At the turn of the millennium, Stewart Brand began raising $ 3 billion for his All Species Project . The aim of this project was to find and describe all living beings on earth in order to get a concept of biodiversity .

Later years

Brand has been a proponent of nuclear energy and green genetic engineering since the late 1990s and expects the environmental movement to change its direction on these issues . He also predicts that the main direction of the environmental movement will change its positions on population growth and urbanization .

Fonts

  • A Vision of a Whole Earth.
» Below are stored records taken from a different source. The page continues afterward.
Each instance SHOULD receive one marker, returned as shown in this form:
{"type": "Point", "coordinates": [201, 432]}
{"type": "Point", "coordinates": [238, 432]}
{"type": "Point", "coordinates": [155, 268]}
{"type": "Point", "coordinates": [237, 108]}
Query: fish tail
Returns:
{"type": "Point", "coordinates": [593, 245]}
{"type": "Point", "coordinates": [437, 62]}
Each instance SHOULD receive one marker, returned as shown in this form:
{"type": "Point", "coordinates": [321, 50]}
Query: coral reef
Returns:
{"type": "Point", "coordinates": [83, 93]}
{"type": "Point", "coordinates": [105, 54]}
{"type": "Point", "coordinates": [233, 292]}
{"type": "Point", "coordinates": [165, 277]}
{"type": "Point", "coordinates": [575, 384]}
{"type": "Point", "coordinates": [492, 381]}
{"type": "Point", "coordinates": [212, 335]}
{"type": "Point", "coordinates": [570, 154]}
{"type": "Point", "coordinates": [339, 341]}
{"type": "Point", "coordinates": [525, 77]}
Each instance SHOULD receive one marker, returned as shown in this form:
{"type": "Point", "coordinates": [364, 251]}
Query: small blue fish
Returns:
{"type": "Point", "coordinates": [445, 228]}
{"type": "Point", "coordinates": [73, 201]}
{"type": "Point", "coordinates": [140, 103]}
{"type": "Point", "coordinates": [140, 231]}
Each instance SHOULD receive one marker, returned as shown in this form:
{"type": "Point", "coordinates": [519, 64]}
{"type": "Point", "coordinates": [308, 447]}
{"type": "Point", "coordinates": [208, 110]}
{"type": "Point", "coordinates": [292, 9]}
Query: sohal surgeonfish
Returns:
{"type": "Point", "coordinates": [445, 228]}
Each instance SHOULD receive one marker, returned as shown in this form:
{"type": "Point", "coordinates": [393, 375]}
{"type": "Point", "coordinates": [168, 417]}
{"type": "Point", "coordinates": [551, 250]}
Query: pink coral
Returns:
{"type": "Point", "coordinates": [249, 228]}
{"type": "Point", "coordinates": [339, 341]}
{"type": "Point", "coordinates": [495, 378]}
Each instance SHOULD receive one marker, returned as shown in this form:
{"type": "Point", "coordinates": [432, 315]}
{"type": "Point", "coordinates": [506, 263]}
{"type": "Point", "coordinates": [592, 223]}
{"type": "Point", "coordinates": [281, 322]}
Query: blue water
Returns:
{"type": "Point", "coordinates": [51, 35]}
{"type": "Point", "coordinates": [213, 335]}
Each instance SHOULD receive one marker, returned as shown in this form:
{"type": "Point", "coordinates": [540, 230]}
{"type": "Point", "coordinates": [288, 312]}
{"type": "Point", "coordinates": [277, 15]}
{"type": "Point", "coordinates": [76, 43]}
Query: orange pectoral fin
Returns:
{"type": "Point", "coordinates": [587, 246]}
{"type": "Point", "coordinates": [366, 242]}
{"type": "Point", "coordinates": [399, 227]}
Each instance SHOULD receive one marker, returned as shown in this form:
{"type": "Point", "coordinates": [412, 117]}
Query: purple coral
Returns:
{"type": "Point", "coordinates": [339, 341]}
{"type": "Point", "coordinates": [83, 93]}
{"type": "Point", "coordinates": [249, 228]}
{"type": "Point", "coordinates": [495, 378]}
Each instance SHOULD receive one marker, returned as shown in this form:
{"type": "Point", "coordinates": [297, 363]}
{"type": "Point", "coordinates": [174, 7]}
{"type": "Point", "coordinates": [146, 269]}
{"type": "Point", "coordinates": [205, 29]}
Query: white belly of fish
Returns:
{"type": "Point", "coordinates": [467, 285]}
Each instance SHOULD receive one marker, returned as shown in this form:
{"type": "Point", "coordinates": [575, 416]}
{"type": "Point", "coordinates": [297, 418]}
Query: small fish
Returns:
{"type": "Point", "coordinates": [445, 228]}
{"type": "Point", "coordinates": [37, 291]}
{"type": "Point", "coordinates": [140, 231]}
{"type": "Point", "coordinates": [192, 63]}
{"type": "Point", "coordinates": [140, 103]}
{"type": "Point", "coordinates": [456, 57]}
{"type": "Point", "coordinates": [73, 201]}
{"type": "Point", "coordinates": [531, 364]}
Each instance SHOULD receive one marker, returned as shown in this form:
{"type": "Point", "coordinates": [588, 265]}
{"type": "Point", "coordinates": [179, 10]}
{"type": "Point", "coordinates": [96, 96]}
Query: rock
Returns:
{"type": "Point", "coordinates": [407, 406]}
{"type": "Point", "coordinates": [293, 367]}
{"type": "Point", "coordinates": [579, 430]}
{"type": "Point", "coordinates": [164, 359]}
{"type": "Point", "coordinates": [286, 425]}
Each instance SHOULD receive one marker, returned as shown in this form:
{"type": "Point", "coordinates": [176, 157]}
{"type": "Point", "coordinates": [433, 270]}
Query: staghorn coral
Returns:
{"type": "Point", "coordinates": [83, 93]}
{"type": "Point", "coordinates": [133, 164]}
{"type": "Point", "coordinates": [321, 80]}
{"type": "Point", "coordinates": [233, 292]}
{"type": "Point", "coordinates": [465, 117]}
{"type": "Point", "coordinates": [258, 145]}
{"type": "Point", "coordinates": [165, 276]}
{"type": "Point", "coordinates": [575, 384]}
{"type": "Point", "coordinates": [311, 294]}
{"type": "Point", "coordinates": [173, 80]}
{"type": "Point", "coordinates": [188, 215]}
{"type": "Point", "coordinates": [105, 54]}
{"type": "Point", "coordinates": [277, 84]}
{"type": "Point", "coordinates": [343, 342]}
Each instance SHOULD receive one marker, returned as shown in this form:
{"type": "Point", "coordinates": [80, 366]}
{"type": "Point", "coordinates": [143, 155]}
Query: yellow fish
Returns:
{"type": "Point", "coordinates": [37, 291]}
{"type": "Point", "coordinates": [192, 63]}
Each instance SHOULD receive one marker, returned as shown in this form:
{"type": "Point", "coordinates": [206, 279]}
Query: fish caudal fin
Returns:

In: James Fadiman: The Psychedelic Explorer's Guide. Safe, Therapeutic, and Sacred Journeys , Rochester, Vermont, 2011, ISBN 978-1-59477-402-7 .
  • Whole Earth Discipline: Why Dense Cities, Nuclear Power, Transgenic Crops, Restored Wildlands, and Geoengineering Are Necessary . Viking Adult, 2009, ISBN 978-0-670-02121-5 .
  • Clock Of The Long Now: Time And Responsibility: The Ideas Behind The World's Slowest Computer . Basic Books, 1999, ISBN 0-465-04512-X .
    • The ticking of the long now: time and responsibility at the beginning of the new millennium , Frankfurt am Main, Suhrkamp, ​​2000, ISBN 3-518-41150-0 .
  • How Buildings Learn: What Happens After They're Built . Viking Adult, 1994, ISBN 0-670-83515-3 .
  • The Media Lab: Inventing the Future at MIT Viking Adult, 1987, ISBN 0-670-81442-3 .

literature

  • Jesse Jarnow: Heads: A Biography of Psychedelic America. Da Capo Press, 2016, ISBN 978-0-306-82255-1 .
  • Walter Isaacson : Steve Jobs. The Authorized Bio of the Apple Founder. Munich 2012, ISBN 978-3-442-74491-6 , pp. 81-82.
  • Fred Turner: From Counterculture to Cyberculture: Stewart Brand, the Whole Earth Network, and the Rise of Digital Utopianism. University of Chicago Press, 2006, ISBN 0-226-81741-5 .
  • John Markoff : What the Dormouse Said: How the Sixties Counterculture Shaped the Personal Computer Industry. New York 2005, ISBN 0-670-03382-0 .
  • Bill Graham , Robert Greenfield: Bill Graham presents: A Life Between Rock & Roll. Two thousand and one, Frankfurt am Main 2004, ISBN 3-86150-156-2 .

Web links

Individual evidence

  1. ^ Walter Isaacson: Steve Jobs - Biography. P. 81.
  2. Andrew Brown: Whole Earth visionary In: The Guardian . August 4, 2001.
  3. James Fadiman in the English language Wikipedia
  4. ^ John Markoff: What The Dormouse Said. Pp. 58-65.
  5. Events in San Francisco- Trips Festival. ( Memento from August 17, 2013 in the web archive archive.today ) In: Sixties Information Center.
  6. Tripticon: Stewart Brand of May 27, 2018 (German)
  7. Alex Needham: Acid trips, black power and computers: how San Francisco's hippy explosion shaped the modern world In: The Guardian, August 21, 2016.
  8. 'You've got to find what you love,' Jobs says. Commencement address of Steve Jobs, June 12, 2005.
  9. Andrew Brown: Whole Earth visionary. In: The Guardian. August 4, 2001.
  10. Andrew Brown: Whole Earth visionary In: The Guardian . August 4, 2001.
  11. Environmental Heresies. In: MIT Technology Review. May 2005.